Introduction

SARS-CoV-2 infection is associated with a hyperinflammatory state that contributes to disease severity and increased mortality rate1. Several studies have shown that the IL-1–IL-6 axis plays a pivotal role in the Covid-19-related hyperinflammatory reaction2,3, laying the rationale for using agents that suppress their release and/or action as a therapeutic modality for patients with severe Covid-19.

Several large randomized controlled trials evaluated the use of baricitinib (bar) as the leading JAK-inhibitor agent under research4,5,6. The RECOVERY meta-analysis found a 20% reduction in mortality among hospitalized patients receiving bar compared to control4.

Tocilizumab (toc) is a monoclonal antibody that inhibits binding of the proinflammatory cytokine IL-6 to its receptor. In a meta-analysis of over 10,000 patients hospitalized with Covid-19, it has been demonstrated that the addition of toc was associated with a 17% reduction in mortality7.

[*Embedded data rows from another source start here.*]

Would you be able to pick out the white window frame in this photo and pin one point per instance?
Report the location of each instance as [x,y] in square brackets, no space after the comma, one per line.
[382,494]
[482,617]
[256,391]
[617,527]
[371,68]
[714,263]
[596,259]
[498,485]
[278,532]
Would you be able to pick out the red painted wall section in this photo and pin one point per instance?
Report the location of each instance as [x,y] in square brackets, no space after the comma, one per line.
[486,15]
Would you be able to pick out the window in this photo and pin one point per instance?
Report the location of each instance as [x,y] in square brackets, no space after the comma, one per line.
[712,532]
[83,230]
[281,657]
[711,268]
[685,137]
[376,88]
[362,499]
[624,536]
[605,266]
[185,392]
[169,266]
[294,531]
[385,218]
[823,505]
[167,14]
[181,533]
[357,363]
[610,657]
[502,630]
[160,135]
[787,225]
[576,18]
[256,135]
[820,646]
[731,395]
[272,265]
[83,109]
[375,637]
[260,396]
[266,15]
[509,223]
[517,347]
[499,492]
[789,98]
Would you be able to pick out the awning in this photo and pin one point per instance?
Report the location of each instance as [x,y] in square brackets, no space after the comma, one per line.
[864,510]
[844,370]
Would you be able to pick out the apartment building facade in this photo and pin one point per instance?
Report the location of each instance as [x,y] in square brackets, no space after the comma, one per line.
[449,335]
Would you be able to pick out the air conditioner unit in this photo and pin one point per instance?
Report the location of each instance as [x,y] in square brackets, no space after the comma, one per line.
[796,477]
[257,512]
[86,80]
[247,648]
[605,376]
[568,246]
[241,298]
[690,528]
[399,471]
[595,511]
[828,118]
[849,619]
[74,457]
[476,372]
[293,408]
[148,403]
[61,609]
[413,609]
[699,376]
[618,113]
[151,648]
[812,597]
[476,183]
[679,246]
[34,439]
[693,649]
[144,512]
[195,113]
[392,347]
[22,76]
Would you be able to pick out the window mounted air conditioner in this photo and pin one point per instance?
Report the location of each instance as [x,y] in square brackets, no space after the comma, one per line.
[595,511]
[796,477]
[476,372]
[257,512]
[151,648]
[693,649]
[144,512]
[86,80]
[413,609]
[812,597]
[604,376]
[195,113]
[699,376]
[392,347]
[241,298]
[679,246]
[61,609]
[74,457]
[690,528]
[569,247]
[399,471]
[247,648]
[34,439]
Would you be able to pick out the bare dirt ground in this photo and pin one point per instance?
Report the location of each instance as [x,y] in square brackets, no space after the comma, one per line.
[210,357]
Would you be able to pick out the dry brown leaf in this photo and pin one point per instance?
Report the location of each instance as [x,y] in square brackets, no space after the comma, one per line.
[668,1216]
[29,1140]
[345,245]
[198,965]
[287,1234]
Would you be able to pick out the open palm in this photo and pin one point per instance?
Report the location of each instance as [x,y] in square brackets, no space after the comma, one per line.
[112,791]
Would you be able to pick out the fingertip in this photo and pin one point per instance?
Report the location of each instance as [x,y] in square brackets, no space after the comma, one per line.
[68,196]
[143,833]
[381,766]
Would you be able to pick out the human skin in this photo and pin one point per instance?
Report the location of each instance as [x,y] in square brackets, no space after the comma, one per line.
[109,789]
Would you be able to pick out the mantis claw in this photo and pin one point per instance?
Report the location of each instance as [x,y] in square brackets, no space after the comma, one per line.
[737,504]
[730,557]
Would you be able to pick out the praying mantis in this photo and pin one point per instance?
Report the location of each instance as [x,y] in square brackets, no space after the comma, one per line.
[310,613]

Data is evolving on the clinical outcomes of Covid-19 in immunocompromised patients. Analyses have found a higher risk of hospitalization or death from Covid-19 in those with a variety of conditions causing immunosuppression, including hematological malignancies, solid organ transplant recipients and HIV8,9,10. Therefore, better therapeutic modalities for severe Covid-19, especially in this group of patients, is a priority.

Most Covid-19 treatment guidelines are structured according to disease severity, but not according to host factors including host immunity11. Accordingly, the use of bar/ toc in immunocompromised patients is largely based on expert opinion12,13 while guidelines omit specific recommendations for treatment in this patient population11,14. This is a consequence of a knowledge gap regarding the efficacy of immunomodulatory drugs in these patients, due to their underrepresentation or exclusion from previous trials. Moreover, the safety of further immune modulation in patients who are already immunocompromised is uncertain.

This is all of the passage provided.